At least one GM has admitted to tanking in advance of one of the most anticipated drafts in recent memory, and there may be others who are following suit.
Mike Krzyzewski has a message for those men: Shame on you.
Parker's coach, who has mentored dozens of NBA draft picks during his three decade tenure at Duke, said in the strongest language possible that tanking is an embarrassment to the NBA and even the country.
“As an American, I wouldn't like to think that an American team would [ever] want to lose or create situations where you would want to lose,” Krzyzewski said after Duke's 94-83 loss to Kansas. “I can’t even fathom.
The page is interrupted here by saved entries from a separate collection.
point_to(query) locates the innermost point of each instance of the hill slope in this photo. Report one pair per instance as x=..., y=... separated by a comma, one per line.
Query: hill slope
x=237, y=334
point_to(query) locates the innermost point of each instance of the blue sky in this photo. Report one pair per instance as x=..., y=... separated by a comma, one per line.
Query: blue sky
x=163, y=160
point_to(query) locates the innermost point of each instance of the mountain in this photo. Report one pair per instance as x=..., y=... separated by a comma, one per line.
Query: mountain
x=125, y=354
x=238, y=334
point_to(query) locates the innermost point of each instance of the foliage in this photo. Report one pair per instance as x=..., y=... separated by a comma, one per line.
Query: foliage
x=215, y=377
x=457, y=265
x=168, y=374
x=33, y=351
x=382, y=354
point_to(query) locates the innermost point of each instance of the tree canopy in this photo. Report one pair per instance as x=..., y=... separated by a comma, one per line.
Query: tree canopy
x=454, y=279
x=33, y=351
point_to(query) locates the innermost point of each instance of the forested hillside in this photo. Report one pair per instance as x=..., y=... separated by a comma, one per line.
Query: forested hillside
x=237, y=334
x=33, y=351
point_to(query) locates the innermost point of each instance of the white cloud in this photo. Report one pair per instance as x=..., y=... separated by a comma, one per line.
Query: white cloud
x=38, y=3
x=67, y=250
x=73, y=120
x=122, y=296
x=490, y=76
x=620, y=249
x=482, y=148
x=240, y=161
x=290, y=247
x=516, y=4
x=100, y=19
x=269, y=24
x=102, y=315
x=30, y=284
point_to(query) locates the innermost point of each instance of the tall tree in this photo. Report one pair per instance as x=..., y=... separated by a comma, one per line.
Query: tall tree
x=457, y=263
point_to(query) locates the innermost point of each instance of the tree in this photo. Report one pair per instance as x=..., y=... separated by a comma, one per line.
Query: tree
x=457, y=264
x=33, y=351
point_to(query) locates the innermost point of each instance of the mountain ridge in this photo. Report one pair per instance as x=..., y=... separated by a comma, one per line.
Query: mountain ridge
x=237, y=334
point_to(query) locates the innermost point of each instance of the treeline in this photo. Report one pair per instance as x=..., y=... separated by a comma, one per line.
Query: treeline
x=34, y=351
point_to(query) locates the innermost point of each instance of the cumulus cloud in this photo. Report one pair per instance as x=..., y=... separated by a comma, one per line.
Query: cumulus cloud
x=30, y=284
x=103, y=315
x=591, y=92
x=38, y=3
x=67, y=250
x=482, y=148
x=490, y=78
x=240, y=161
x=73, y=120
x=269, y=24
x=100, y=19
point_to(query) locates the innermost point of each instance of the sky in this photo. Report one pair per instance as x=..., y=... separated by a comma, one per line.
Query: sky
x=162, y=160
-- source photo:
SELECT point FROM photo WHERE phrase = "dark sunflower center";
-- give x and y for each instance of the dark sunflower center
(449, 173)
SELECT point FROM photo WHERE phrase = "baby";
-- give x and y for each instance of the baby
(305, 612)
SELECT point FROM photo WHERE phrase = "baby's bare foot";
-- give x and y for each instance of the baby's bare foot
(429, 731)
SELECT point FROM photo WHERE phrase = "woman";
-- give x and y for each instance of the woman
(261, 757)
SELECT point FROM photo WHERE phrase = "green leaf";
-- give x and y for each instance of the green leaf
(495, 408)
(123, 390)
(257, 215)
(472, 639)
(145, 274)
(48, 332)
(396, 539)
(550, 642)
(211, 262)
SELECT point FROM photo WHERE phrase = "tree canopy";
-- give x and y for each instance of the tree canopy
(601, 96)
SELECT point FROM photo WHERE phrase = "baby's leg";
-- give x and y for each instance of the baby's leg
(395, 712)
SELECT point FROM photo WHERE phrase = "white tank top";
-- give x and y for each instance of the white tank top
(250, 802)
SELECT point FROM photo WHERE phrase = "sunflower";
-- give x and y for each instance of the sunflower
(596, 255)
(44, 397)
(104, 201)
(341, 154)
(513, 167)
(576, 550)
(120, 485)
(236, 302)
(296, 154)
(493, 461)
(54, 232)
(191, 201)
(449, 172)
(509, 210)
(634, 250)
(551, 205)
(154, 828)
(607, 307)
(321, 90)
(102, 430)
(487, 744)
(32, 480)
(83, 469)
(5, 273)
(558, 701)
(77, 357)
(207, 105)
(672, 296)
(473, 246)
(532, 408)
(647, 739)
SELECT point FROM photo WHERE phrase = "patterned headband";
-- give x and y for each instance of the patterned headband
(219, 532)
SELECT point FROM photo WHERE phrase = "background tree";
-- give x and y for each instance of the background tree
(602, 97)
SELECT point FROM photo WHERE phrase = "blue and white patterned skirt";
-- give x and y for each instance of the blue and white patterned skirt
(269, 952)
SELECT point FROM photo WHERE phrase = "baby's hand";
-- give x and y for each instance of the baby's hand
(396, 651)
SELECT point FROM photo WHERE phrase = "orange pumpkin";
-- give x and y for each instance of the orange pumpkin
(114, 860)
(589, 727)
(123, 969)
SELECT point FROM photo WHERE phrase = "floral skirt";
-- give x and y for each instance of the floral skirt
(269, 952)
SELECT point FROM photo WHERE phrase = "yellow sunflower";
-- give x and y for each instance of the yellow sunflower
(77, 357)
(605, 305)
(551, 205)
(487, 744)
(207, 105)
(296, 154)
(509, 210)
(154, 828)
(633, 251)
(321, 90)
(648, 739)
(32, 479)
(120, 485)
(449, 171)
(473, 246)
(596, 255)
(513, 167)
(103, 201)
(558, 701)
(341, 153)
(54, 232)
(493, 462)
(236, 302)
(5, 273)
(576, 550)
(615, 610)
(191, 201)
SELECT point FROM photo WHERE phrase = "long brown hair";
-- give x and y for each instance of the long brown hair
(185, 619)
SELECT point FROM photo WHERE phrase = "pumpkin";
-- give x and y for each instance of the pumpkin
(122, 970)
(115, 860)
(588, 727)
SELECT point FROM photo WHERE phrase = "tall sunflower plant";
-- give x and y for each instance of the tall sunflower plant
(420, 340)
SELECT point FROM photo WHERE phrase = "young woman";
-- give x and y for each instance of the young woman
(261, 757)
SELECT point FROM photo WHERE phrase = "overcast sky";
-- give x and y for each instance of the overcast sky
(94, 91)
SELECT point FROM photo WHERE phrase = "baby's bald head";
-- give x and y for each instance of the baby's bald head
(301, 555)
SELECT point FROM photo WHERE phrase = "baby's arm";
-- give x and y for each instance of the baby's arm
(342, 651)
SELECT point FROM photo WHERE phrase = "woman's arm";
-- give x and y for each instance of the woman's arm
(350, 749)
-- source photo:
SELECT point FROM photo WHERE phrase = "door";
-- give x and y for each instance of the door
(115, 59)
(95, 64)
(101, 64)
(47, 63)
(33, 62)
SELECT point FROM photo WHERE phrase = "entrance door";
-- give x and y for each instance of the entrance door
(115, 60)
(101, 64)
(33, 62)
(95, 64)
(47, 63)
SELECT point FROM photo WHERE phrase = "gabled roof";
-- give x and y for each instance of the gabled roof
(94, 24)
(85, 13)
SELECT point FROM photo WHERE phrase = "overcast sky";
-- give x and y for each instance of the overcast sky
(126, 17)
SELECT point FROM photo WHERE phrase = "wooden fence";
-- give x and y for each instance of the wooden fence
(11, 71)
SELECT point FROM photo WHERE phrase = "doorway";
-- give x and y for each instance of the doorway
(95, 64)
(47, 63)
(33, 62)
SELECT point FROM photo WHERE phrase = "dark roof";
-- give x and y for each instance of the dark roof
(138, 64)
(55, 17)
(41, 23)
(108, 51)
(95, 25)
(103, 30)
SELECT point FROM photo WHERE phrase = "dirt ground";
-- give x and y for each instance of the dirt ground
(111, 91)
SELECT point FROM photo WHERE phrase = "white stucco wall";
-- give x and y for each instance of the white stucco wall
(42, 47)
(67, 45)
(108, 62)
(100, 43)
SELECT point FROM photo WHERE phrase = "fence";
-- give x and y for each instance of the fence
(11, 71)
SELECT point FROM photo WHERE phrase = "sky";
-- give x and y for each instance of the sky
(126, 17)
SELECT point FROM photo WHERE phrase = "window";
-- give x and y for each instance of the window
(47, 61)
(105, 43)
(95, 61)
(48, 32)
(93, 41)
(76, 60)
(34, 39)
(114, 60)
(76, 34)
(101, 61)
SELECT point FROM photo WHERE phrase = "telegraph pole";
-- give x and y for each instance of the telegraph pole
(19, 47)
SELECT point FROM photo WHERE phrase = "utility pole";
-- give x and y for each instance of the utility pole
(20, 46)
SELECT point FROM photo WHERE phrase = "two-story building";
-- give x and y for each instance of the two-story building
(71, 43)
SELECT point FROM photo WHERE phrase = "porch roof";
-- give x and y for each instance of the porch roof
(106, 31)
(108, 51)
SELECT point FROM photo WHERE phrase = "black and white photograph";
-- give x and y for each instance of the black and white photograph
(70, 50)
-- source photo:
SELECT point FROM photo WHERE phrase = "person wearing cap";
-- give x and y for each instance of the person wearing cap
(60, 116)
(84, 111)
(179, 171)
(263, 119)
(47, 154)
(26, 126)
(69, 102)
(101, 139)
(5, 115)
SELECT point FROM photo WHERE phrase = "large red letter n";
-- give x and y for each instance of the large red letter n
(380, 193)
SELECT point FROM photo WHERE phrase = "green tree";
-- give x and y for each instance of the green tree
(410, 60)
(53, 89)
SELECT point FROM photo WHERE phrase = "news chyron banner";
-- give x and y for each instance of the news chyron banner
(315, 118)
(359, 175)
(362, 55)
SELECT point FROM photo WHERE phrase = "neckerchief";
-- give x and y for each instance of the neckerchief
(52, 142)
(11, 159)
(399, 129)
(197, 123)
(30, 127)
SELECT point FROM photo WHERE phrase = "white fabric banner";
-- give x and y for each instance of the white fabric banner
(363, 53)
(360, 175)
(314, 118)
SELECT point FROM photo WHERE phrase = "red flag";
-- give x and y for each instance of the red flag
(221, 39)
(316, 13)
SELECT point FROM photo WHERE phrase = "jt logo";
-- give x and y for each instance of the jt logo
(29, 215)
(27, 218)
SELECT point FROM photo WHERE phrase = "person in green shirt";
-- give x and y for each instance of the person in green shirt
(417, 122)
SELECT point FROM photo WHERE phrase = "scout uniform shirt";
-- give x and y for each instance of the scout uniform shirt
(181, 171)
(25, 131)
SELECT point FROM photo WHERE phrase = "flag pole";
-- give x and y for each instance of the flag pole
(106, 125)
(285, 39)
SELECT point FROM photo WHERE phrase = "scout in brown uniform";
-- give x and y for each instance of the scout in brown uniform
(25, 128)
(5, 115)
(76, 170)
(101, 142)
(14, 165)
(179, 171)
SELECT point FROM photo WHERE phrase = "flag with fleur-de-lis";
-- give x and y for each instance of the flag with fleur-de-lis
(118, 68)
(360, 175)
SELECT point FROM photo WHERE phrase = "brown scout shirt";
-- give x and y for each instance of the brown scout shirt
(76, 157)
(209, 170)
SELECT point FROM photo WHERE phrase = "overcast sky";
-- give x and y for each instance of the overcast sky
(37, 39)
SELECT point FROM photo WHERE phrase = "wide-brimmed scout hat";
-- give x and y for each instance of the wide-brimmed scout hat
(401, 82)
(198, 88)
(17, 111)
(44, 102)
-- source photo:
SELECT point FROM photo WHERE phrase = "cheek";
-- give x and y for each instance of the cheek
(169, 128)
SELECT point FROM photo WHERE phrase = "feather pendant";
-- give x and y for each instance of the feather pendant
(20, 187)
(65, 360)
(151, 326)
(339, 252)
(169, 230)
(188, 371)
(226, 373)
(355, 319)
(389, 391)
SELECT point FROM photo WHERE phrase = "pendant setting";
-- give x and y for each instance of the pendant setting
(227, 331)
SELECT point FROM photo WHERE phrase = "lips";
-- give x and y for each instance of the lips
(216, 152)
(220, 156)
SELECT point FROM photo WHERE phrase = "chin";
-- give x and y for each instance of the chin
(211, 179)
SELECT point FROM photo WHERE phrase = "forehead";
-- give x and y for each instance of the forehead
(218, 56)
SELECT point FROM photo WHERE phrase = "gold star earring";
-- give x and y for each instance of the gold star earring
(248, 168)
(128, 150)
I can’t go there."
While it's still very early, many experts are speculating that the 2014 NBA draft could feature more talent than any since the 2003 draft that produced LeBron James, Dwyane Wade and Carmelo Anthony, among others.
The subject of tanking has always been looked-down on, which is why the NBA adjusted its selection process so that the worst team doesn't necessarily get the top pick. But still, good odds are better than no odds. And while front offices may be unwilling to admit it, it's hard not to be enticed by young players like Randle, Parker and Wiggins.
"I can't believe that that would happen," Krzyzewski said. "Maybe I'm naive and I’m going to go read a fairy tale after this."
For his part, Kansas coach Bill Self echoed Krzyzewski's message.
"I don't think anybody's tanking," Self said. "I know that guys like to play and compete, and I guess you can make sure that you don't play certain guys, which I don't think has happened."